Movie Reviews (such as they are)

Friday, February 10, 2012

The Girl With the Dragon Tattoo (2011)


When I first heard that David Fincher, one of my favourite directors of the past 20 years, was due to helm a second film version of Stieg Larsson's novel The Girl With the Dragon Tattoo, I was not exactly over the moon. Before too long, though, I decided to give him the benefit of the doubt, if only because there was the original source material to draw from and [ick] re-imagine, thereby (maybe, possibly, kinda) not making this a remake per se. (What d'ya mean, I'm stretching?!)

Nevertheless, I very much enjoyed the book and its two sequels. And I enjoyed the Swedish films, even though the first one was by far the best of the three, and all of them left plenty to be desired. [NB: I watched the "short" versions rather than the extended cuts.]

So, was it necessary to have a "remake" of this story? And is the new take on it significantly better than and/or different from the first?

Let's start with the opening-credits sequence. I really didn't like it. Fincher usually makes good opening credits, but this one left me cold. Yes, I could see the parallels with the story; I'm neither blind nor stupid. But I just didn't like it. It seemed out of keeping with the film and the story, frankly. I had that sinking feeling...

Thankfully, though, from there onwards, everything goes much more to (my) plan, and the plot starts to unfold almost painfully slowly, just like it does in every version of the story. But once all the expostion is out of the way, we get down to the meat in fine style. And this is where it becomes real Fincher territory, of the ilk of Se7en and Zodiac: investigation.

Some random thoughts: Early on, Fincher sticks closer to the source material than the Swedish film did.
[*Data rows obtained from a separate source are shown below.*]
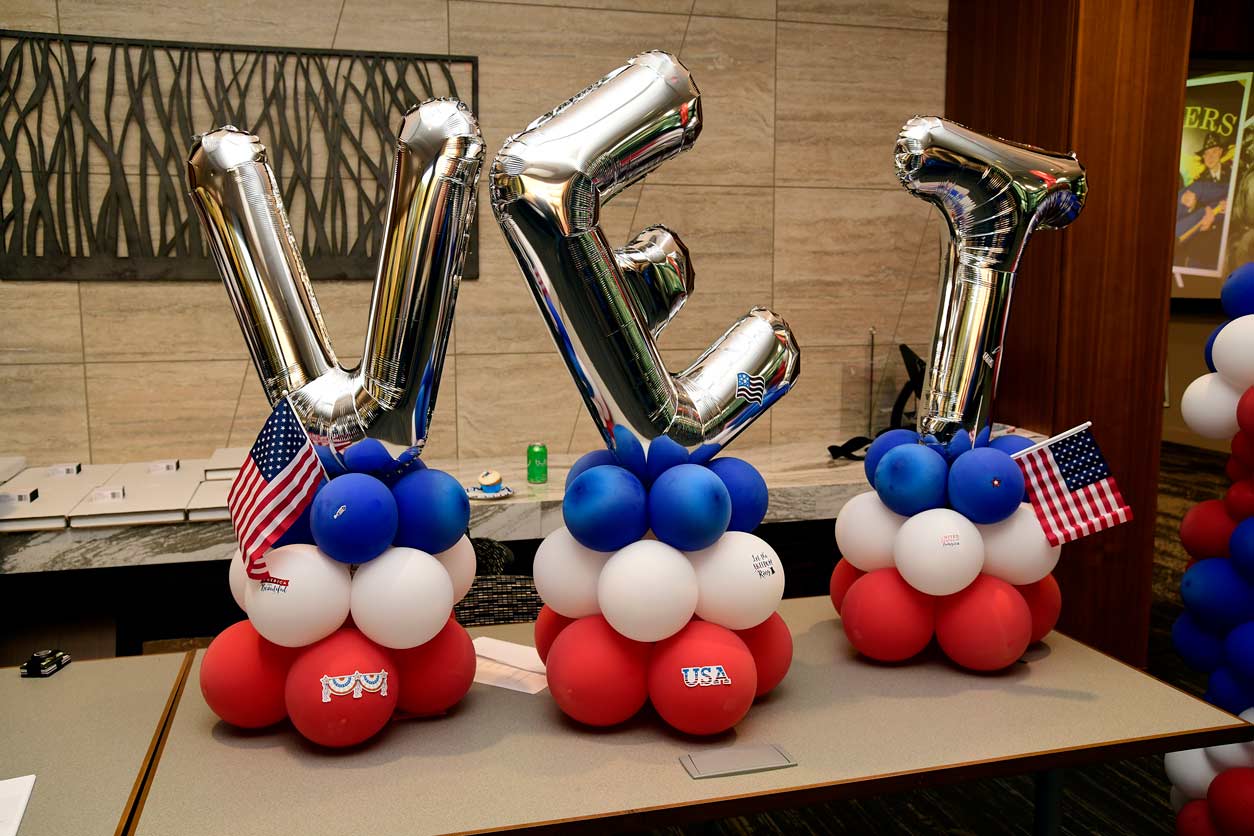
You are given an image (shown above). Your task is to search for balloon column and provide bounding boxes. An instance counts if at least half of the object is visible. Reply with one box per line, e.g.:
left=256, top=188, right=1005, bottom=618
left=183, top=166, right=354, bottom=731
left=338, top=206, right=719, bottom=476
left=831, top=430, right=1062, bottom=671
left=188, top=100, right=483, bottom=747
left=534, top=451, right=793, bottom=734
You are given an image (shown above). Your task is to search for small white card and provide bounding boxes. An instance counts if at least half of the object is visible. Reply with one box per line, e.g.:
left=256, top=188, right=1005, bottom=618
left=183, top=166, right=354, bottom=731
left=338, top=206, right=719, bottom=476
left=474, top=635, right=548, bottom=694
left=0, top=775, right=35, bottom=836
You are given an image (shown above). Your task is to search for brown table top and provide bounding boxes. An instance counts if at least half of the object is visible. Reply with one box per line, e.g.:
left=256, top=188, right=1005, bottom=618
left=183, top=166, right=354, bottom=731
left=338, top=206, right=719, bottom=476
left=0, top=653, right=191, bottom=836
left=129, top=598, right=1254, bottom=836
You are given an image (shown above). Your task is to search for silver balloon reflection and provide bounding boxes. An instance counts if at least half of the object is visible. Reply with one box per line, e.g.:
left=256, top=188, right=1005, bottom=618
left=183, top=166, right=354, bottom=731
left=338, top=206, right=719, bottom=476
left=187, top=99, right=484, bottom=463
left=492, top=53, right=800, bottom=461
left=895, top=117, right=1087, bottom=442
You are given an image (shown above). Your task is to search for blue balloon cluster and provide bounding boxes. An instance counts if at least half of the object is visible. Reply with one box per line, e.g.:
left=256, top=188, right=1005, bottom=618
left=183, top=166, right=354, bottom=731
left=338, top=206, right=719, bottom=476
left=562, top=436, right=767, bottom=551
left=275, top=439, right=470, bottom=563
left=864, top=430, right=1032, bottom=525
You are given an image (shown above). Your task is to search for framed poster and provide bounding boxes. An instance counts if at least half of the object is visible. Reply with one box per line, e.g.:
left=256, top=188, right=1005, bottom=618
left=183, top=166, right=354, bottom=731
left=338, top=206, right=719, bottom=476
left=1171, top=73, right=1251, bottom=285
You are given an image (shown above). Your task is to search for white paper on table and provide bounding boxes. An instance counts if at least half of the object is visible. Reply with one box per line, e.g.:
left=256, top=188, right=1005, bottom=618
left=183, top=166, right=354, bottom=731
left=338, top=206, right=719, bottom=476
left=0, top=775, right=35, bottom=836
left=474, top=635, right=548, bottom=694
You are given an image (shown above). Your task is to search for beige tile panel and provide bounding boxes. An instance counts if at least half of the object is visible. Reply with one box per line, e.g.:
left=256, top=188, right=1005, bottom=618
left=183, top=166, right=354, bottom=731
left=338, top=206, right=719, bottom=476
left=334, top=0, right=449, bottom=53
left=775, top=188, right=932, bottom=352
left=0, top=281, right=83, bottom=363
left=87, top=360, right=248, bottom=462
left=59, top=0, right=342, bottom=48
left=777, top=0, right=949, bottom=31
left=652, top=18, right=775, bottom=185
left=775, top=23, right=946, bottom=188
left=771, top=346, right=868, bottom=450
left=0, top=363, right=90, bottom=465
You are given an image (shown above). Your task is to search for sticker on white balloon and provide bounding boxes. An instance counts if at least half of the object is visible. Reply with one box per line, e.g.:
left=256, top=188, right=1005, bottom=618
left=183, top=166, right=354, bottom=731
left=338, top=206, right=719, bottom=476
left=688, top=531, right=784, bottom=630
left=245, top=543, right=352, bottom=647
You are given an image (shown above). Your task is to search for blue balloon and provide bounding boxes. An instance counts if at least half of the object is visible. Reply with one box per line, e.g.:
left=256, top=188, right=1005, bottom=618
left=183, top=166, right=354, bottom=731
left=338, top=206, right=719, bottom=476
left=1228, top=516, right=1254, bottom=584
left=875, top=444, right=949, bottom=516
left=562, top=465, right=648, bottom=551
left=863, top=430, right=919, bottom=488
left=1201, top=322, right=1228, bottom=371
left=614, top=424, right=647, bottom=479
left=1219, top=262, right=1254, bottom=320
left=310, top=474, right=396, bottom=563
left=706, top=456, right=770, bottom=531
left=1180, top=558, right=1254, bottom=633
left=566, top=450, right=618, bottom=490
left=645, top=435, right=688, bottom=485
left=648, top=465, right=731, bottom=551
left=393, top=468, right=470, bottom=554
left=344, top=439, right=396, bottom=474
left=949, top=447, right=1025, bottom=525
left=1171, top=613, right=1224, bottom=673
left=1224, top=622, right=1254, bottom=687
left=1201, top=668, right=1254, bottom=714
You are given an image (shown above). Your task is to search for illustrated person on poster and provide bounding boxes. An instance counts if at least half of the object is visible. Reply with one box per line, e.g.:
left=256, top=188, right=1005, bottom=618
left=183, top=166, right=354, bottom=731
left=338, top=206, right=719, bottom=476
left=1175, top=130, right=1233, bottom=268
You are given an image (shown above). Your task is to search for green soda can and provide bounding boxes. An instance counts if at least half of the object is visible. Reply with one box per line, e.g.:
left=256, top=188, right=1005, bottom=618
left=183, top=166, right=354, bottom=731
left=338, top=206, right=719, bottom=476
left=527, top=441, right=548, bottom=485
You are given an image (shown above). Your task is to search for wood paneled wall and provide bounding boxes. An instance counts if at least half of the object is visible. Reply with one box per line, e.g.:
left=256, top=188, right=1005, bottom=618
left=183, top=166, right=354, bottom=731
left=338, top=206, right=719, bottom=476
left=946, top=0, right=1193, bottom=664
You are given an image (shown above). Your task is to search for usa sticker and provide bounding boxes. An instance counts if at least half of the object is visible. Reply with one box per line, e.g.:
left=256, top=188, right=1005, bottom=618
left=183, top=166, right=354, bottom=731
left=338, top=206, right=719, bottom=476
left=680, top=664, right=731, bottom=688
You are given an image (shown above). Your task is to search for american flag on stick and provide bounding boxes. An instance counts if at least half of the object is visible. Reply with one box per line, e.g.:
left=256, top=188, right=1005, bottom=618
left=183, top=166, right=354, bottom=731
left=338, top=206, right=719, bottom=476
left=1013, top=421, right=1132, bottom=545
left=227, top=399, right=322, bottom=580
But he changes things up at the end. Both versions of the film made changes, yes, and of course that is to be expected with any adaptation of a novel.

A bit of comparisony stuff: Fincher's version is better made, too -- of that there is no question. But of course he has the action taking place in Sweden, with Swedish characters speaking English, which is jarring in its own way.

Q&A: Was it necessary to have another film version of this story? Honestly, probably not. Will I watch either version again? Yes; probably both of them.

So, how to score this puppy? Actually, I'm gonna give it 78 points, the same as I gave Zodiac on first viewing. But I think Zodiac is better overall and, having now seen it a second time, deserves to be scored a tad higher.